In [23]:
import pandas as pd
from sklearn.metrics import mean_absolute_error, mean_squared_error, r2_score
import numpy as np
import joblib
from sqlalchemy import create_engine

In [24]:
# Note:: The make sure you use the information from your specific PostgreSQL installation
host = r'127.0.0.1' # denotes that the db in a local installation
db = r'MSDS610' # db we just created
user = r'postgres' # using the postgres user for this demo
pw = r'pdahal001' # this is the password established during installation
port = r'5432' # default port estabalished during install

In [25]:
db_conn = create_engine("postgresql://{}:{}@{}:{}/{}".format(user, pw, host, port, db))

In [26]:
table_name1 = r'feature_cols'
table_name2 = r'target_cols'
schema = r'analytics' # schema were the data was loaded last week.

X_val = pd.read_sql_table(table_name1, db_conn, schema)
y_val = pd.read_sql_table(table_name2, db_conn, schema)

In [27]:
X_val.head()

Unnamed: 0,temperature,has_children,direction_same,direction_opp,destination_Work,passanger_Partner,weather_Snowy,weather_Sunny,time_10PM,time_2PM,...,RestaurantLessThan20_less1,RestaurantLessThan20_never,Restaurant20To50_gt8,Restaurant20To50_less1,Restaurant20To50_never,destination_acceptance_rate,avg_coupon_time,recent_acceptance_trend,weather_temp_impact,income_acceptance_rate
0,0.845791,-0.859296,0.0,0.0,-0.348658,-0.335708,-0.328806,0.460849,-0.423671,1.773234,...,-0.43637,-0.132476,-0.15457,1.048521,-0.438838,0.580604,-1.527661,-1.802445,0.384183,-0.396374
1,-0.486302,-0.859296,0.0,0.0,-0.348658,-0.335708,-0.328806,0.460849,-0.423671,-0.563941,...,2.291634,-0.132476,-0.15457,-0.953724,-0.438838,-1.722343,-0.266948,0.978501,-0.192036,-0.396374
2,-0.486302,-0.859296,0.0,0.0,-0.348658,-0.335708,-0.328806,-2.169906,-0.423671,-0.563941,...,-0.43637,-0.132476,-0.15457,1.048521,-0.438838,0.580604,0.993766,0.51501,-0.192036,-0.396374
3,-0.486302,1.163744,0.0,0.0,-0.348658,-0.335708,-0.328806,0.460849,-0.423671,1.773234,...,-0.43637,-0.132476,-0.15457,-0.953724,-0.438838,0.580604,-1.527661,-0.411972,-0.192036,-0.396374
4,0.845791,-0.859296,0.0,0.0,-0.348658,-0.335708,-0.328806,0.460849,-0.423671,-0.563941,...,-0.43637,-0.132476,-0.15457,-0.953724,2.278743,0.580604,0.993766,-0.875463,0.384183,-0.396374


In [28]:
y_val.head()

Unnamed: 0,Y
0,0
1,0
2,0
3,1
4,0


In [29]:
# Convert y_val to a 1D array
y_val = y_val.iloc[:, 0]  
y_val = y_val.values.flatten()  # Ensures it's a NumPy 1D array

In [30]:
# Load the saved model
loaded_model = joblib.load("assignment_rf_model.joblib")

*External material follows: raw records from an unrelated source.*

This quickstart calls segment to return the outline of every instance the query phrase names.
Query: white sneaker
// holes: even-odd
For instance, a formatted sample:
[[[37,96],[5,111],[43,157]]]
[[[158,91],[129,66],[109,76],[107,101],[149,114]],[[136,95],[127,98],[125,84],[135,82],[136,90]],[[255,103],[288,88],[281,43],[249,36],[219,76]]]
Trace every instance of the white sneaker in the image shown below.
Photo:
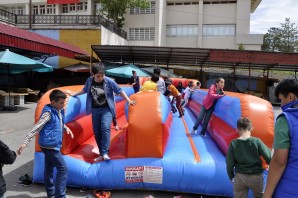
[[[95,161],[95,162],[100,161],[100,160],[102,160],[102,156],[101,156],[101,155],[98,156],[98,157],[96,157],[96,158],[94,158],[94,161]]]
[[[111,159],[107,154],[104,154],[102,157],[103,157],[103,160],[105,160],[105,161]]]
[[[195,135],[195,134],[196,134],[196,130],[193,130],[193,129],[192,129],[191,132],[190,132],[190,134],[191,134],[191,135]]]

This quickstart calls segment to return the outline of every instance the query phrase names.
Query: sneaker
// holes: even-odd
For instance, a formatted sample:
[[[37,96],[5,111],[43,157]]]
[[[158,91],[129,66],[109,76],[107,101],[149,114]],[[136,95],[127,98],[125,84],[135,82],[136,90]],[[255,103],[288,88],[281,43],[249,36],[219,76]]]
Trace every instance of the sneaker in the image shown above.
[[[103,157],[100,155],[100,156],[94,158],[93,161],[94,161],[94,162],[97,162],[97,161],[101,161],[101,160],[103,160]]]
[[[25,175],[22,175],[21,177],[19,177],[19,179],[18,179],[18,183],[21,184],[21,183],[23,183],[23,181],[25,181],[26,179],[31,179],[31,178],[29,177],[28,174],[25,174]]]
[[[191,135],[195,135],[196,134],[196,130],[192,129],[190,132]]]
[[[104,154],[102,157],[103,157],[103,160],[105,160],[105,161],[111,159],[111,158],[108,156],[108,154]]]
[[[202,133],[200,134],[200,136],[202,136],[202,137],[205,137],[205,135],[206,135],[206,134],[202,134]]]
[[[29,187],[29,186],[32,186],[33,185],[33,182],[32,180],[29,178],[29,179],[26,179],[24,180],[22,183],[21,183],[22,186],[25,186],[25,187]]]

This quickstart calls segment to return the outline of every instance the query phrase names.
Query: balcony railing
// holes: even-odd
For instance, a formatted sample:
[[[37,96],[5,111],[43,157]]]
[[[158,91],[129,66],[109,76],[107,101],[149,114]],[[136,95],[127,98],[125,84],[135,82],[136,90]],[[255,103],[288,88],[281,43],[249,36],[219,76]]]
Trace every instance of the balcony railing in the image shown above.
[[[23,25],[29,24],[30,16],[15,15],[0,9],[0,21]],[[101,15],[32,15],[31,25],[102,25],[119,36],[127,38],[124,30]]]

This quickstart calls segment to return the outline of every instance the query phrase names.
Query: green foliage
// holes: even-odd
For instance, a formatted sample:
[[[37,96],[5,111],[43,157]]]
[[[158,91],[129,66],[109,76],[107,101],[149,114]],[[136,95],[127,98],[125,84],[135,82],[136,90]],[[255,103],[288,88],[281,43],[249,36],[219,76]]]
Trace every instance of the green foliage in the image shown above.
[[[298,51],[298,30],[290,18],[280,28],[272,27],[264,35],[262,50],[273,52],[297,52]]]
[[[100,13],[113,20],[120,28],[124,25],[126,9],[133,7],[148,8],[149,6],[147,0],[96,0],[96,2],[102,5]]]
[[[238,47],[239,50],[245,50],[245,47],[242,43],[240,43],[239,47]]]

Here, we loaded the saved XGBoost model that achieved the highest accuracy in the previous file.

In [31]:
# Generate predictions
y_val_pred = loaded_model.predict(X_val)

In [32]:
# Calculate regression metrics
mae = mean_absolute_error(y_val, y_val_pred)
mse = mean_squared_error(y_val, y_val_pred)
r2 = r2_score(y_val, y_val_pred)

In [33]:
print(f" Mean Squared Error (MAE): {mse}")
print(f" R² Score: {r2}")
print(f"Mean Absolute Error (MAE): {mae}")

 Mean Squared Error (MAE): 0.1906259910157046
 R² Score: 0.2112783415426246
Mean Absolute Error (MAE): 0.3665421663117525


So, finally, we loaded the model and validated it in this file. In the previous file, we evaluated three different features with three different models and selected the XGBoost model from our initial feature list, as it provided the best validation results.

We used the same model here and analyzed its performance. The Mean Absolute Error (MAE) of 0.1906 indicates that, on average, the model's predictions deviate by approximately 0.19 units from the actual values, reflecting a low prediction error. The R² Score of 0.2113 suggests that the model explains about 21.13% of the variance, indicating a relatively weak fit. Additionally, the Mean Absolute Error (MAE) of 0.3665 further highlights the model’s error in absolute terms.